The campus food service company, which is an outside contractor, stands to take losses if most students stop showing up. It will want compensation, some of which (I hope) would find its way to its employees.

Some students don’t have reliable internet at home, or, at best, only have it on their phones. If delivery is moved largely online, they’ll need reliable computer and internet access. That quickly becomes an argument for keeping buildings open and staffing computer labs and the library.

Which raises equity issues among employees. Which employees need to come in, and which are allowed to work from home? That gets tricky when you move from the jobs themselves to the people doing those jobs. What if, say, only 30 percent of someone’s job can be done effectively at home? What if someone’s spouse has a medical condition making them uncommonly susceptible to infection? In a vacuum, any individual case may seem obvious, but you need to be able to answer questions about why Smith got a break that Jones didn’t get.

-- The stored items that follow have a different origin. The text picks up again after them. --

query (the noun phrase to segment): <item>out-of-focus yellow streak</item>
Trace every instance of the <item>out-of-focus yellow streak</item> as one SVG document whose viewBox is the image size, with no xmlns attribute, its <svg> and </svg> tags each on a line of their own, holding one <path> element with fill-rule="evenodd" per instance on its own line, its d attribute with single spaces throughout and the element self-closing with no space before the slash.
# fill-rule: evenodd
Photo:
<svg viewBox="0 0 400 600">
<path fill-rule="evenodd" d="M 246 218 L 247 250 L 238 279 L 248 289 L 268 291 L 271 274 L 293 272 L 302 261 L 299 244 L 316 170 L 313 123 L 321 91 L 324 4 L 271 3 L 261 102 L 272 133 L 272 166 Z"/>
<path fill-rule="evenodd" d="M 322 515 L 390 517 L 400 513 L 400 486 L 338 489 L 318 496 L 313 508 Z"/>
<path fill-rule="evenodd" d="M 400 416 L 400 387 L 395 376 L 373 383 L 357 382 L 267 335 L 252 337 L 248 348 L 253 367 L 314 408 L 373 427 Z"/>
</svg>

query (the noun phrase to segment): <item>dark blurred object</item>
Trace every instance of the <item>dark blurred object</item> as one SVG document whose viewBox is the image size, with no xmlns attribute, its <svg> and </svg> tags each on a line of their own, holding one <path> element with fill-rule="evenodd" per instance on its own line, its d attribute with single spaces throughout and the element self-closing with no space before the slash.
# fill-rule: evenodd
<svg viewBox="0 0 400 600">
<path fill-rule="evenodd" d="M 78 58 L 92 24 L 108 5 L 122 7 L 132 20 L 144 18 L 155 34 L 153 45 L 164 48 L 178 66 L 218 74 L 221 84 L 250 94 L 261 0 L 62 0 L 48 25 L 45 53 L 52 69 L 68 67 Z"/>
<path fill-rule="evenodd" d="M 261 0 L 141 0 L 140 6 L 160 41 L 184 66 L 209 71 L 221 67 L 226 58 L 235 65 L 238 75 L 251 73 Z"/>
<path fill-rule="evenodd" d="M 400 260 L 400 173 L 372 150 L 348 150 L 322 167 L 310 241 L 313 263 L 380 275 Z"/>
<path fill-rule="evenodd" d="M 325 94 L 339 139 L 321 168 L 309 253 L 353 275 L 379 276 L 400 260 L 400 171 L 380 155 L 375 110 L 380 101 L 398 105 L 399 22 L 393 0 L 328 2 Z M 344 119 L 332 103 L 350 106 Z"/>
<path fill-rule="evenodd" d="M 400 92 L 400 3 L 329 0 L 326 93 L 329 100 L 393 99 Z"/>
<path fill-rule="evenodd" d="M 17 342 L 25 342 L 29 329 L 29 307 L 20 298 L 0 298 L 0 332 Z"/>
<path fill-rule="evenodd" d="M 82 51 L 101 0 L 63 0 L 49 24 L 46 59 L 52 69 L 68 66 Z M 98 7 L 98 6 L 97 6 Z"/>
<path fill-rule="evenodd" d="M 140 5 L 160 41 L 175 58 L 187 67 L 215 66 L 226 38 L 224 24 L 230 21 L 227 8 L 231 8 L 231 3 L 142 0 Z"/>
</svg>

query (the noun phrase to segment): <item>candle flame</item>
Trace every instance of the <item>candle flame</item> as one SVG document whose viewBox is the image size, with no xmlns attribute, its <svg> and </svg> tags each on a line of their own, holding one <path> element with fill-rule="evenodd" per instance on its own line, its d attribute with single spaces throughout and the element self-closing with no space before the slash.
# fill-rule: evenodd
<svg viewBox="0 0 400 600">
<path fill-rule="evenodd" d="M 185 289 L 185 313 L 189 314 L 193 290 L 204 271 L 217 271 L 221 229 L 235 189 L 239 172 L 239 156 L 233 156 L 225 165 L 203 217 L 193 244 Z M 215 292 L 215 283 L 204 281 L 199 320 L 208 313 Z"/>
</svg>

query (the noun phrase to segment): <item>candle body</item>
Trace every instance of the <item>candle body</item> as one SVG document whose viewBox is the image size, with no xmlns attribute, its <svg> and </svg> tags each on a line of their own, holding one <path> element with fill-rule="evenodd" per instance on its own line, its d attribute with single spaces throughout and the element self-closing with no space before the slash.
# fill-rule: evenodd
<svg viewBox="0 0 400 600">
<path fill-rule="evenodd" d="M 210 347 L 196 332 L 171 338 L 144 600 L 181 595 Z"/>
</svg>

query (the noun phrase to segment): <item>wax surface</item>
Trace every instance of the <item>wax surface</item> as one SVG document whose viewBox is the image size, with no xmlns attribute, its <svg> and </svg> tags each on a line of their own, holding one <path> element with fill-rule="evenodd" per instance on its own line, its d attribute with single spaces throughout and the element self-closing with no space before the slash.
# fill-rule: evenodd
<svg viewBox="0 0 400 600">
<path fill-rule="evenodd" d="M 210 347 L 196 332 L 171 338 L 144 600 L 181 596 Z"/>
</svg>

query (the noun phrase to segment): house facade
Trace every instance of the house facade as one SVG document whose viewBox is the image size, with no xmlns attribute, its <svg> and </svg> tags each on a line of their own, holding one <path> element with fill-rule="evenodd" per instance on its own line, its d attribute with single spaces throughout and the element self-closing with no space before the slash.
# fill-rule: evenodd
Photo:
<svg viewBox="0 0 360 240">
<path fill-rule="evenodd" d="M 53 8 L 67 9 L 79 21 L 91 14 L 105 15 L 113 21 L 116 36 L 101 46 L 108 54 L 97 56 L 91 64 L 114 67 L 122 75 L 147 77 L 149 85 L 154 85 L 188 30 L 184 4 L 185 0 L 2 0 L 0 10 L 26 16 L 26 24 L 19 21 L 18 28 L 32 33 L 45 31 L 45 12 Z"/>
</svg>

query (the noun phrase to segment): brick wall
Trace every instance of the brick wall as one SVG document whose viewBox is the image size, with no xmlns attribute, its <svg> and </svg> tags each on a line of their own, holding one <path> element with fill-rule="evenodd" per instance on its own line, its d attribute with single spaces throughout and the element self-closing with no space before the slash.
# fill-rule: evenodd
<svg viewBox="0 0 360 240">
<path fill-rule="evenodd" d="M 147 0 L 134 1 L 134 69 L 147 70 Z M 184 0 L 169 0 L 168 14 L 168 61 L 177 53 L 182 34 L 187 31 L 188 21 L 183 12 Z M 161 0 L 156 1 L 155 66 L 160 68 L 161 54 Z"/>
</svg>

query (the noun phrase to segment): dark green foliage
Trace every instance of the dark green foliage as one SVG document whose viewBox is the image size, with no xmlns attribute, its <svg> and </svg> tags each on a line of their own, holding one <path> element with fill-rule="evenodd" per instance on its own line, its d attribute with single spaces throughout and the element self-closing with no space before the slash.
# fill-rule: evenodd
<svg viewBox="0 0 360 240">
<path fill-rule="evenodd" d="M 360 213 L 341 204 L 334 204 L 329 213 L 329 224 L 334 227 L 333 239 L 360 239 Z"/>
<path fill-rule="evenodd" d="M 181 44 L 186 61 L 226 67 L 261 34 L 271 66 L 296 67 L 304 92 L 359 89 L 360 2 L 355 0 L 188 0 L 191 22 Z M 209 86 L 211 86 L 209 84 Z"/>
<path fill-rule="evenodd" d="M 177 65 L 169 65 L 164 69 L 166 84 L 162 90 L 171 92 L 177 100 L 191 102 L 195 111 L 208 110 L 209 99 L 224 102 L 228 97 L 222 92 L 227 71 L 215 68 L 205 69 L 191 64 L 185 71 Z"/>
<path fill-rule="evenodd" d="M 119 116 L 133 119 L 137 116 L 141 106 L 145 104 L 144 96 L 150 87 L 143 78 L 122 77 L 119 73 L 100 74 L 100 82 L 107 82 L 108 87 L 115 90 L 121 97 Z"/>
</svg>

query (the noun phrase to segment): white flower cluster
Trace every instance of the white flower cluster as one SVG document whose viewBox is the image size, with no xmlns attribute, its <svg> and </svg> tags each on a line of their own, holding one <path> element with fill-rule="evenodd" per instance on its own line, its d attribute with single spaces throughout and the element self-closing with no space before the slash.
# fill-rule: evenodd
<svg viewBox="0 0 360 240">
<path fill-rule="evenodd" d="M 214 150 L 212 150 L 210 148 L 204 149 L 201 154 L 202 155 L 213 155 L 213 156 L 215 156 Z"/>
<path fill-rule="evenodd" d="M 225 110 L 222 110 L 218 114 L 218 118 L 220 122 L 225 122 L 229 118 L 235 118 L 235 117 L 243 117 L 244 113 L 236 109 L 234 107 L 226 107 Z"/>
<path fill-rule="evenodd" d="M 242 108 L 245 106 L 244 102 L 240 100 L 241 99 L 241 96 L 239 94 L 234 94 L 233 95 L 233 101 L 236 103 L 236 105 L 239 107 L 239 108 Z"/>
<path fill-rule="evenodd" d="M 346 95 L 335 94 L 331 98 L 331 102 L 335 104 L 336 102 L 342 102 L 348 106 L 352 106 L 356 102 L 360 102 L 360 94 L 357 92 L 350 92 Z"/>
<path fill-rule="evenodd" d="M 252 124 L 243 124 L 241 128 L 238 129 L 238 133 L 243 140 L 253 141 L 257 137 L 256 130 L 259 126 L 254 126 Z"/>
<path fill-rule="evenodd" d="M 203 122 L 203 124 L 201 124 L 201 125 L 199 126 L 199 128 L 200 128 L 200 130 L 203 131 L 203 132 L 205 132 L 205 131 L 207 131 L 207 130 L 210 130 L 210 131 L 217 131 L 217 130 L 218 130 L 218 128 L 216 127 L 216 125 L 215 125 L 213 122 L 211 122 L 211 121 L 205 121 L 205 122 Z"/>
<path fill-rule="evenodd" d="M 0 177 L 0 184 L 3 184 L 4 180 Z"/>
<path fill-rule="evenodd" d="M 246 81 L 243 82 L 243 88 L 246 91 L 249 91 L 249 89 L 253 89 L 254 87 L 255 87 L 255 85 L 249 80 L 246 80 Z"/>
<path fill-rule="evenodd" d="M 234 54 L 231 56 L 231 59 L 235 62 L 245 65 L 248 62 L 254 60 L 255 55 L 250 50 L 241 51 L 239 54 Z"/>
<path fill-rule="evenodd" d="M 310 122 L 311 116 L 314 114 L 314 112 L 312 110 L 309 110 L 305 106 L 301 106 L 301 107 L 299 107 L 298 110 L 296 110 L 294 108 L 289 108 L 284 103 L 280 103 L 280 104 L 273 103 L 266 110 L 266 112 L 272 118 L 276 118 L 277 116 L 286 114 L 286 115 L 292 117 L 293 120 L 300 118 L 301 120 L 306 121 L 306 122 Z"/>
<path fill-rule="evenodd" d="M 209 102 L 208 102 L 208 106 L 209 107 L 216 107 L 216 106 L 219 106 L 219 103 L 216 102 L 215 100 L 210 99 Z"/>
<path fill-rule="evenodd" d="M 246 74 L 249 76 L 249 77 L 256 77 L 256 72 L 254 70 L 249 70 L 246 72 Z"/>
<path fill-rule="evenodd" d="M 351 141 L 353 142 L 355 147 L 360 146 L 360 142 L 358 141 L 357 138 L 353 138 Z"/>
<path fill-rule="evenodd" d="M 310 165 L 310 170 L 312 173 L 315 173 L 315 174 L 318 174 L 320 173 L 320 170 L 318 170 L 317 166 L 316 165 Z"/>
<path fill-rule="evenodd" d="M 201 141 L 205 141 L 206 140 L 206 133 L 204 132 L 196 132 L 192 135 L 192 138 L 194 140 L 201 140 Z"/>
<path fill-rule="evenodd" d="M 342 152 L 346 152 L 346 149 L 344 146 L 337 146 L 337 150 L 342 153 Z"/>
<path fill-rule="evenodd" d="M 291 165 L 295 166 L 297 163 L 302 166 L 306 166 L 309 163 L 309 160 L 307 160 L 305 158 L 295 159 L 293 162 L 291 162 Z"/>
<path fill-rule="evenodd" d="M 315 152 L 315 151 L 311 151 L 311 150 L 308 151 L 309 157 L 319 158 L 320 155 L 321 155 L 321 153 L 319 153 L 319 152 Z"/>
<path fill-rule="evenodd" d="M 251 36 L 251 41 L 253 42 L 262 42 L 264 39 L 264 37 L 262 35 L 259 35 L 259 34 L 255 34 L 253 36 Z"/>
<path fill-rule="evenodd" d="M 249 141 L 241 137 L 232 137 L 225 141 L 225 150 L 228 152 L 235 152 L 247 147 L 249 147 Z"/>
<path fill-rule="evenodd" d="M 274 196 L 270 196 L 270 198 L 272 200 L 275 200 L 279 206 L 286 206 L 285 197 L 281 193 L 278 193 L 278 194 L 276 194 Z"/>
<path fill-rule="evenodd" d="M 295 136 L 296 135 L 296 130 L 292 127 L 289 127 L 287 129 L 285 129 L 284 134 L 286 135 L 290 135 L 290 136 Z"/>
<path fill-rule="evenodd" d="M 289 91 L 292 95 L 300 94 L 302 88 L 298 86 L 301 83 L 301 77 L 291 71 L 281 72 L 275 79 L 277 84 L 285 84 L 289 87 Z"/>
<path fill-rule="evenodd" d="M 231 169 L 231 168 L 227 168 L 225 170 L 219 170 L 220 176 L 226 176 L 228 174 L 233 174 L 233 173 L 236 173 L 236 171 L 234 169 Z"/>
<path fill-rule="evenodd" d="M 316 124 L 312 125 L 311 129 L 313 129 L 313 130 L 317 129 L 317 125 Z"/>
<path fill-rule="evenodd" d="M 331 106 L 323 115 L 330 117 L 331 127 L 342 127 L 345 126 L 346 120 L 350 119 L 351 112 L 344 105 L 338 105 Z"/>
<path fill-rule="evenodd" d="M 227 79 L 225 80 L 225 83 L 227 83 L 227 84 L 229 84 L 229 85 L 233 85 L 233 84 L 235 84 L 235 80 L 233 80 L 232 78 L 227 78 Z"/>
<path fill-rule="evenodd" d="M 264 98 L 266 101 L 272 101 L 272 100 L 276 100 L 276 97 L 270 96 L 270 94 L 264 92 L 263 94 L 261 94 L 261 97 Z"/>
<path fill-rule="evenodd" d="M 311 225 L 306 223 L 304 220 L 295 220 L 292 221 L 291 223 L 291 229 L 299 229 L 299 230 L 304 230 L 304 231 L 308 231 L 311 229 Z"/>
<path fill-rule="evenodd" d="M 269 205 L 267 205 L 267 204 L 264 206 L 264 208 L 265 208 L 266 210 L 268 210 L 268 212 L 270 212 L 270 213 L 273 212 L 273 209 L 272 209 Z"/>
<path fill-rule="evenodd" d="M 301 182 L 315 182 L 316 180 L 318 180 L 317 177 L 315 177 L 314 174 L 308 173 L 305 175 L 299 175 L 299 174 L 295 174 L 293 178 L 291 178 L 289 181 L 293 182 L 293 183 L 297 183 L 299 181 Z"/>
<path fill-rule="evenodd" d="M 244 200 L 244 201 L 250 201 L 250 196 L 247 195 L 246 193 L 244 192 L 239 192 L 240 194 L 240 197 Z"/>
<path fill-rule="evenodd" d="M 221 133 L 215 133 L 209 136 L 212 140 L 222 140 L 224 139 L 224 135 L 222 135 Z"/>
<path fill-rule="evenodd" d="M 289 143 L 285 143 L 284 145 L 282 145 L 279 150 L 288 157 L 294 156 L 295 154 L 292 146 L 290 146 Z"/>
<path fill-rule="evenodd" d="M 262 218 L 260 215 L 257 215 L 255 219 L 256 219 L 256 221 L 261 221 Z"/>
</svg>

In the case of the virus, the emergency isn’t confined to the college. What about the student with two school-aged kids, both of whom are forced to stay home for a few weeks and take classes online? And the family only has one computer in the house?

What happens to students in allied health programs when their clinical settings start turning them away, either out of fear of contagion or just from being overwhelmed?

We’ve made strides over the last few years in addressing student basic needs on campus. Those needs don’t go away if the campus locks doors for a while. The folks who rely on the food pantry, or the social worker, still need what they need. Replicator technology (“Earl Grey, hot”) still isn’t to the point that there’s an app for food. When the pantry isn’t open, some students feel it directly.

Collective bargaining agreements are written with normal circumstances in mind. If we move everyone online, what do we do about class observations for annual evaluations? How do we define the contractually stipulated office hours? Those answers require discussion and agreement, both of which presume that the new circumstances will be sufficiently stable and understood to serve as the foundation for a new memorandum of agreement.

Students whose disability accommodations presume a traditional classroom setting may need different sorts of support now.

Of course, we also host public events. What about the people renting the arena for this event or that one? What about the college open house? What about the athletic teams, student clubs and gallery openings?

What about the effects on next fall’s enrollment? Down, because people are scared? Up, because they’re scared of going away? Luckily, we don’t have a track record of pandemics to provide guidance.

And all of this is at a college without dorms. Add dorms and the issues become exponentially more complicated.

If every emergency were the same, planning for them would be a lot easier. But they’re not. A pandemic that struck in, say, June, would be very different from one striking now. Weather events can be catastrophic -- Hurricane Sandy was brutal here -- but the events themselves (as distinguished from their effects) end quickly. In this case, we don’t know when it will end. The indeterminacy requires multiple layers of planning, some of which will turn out to be irrelevant.

We’ll get through this, serving students and the community with talent and pride. We just need to be prepared for more layers of doll than appeared at first glance.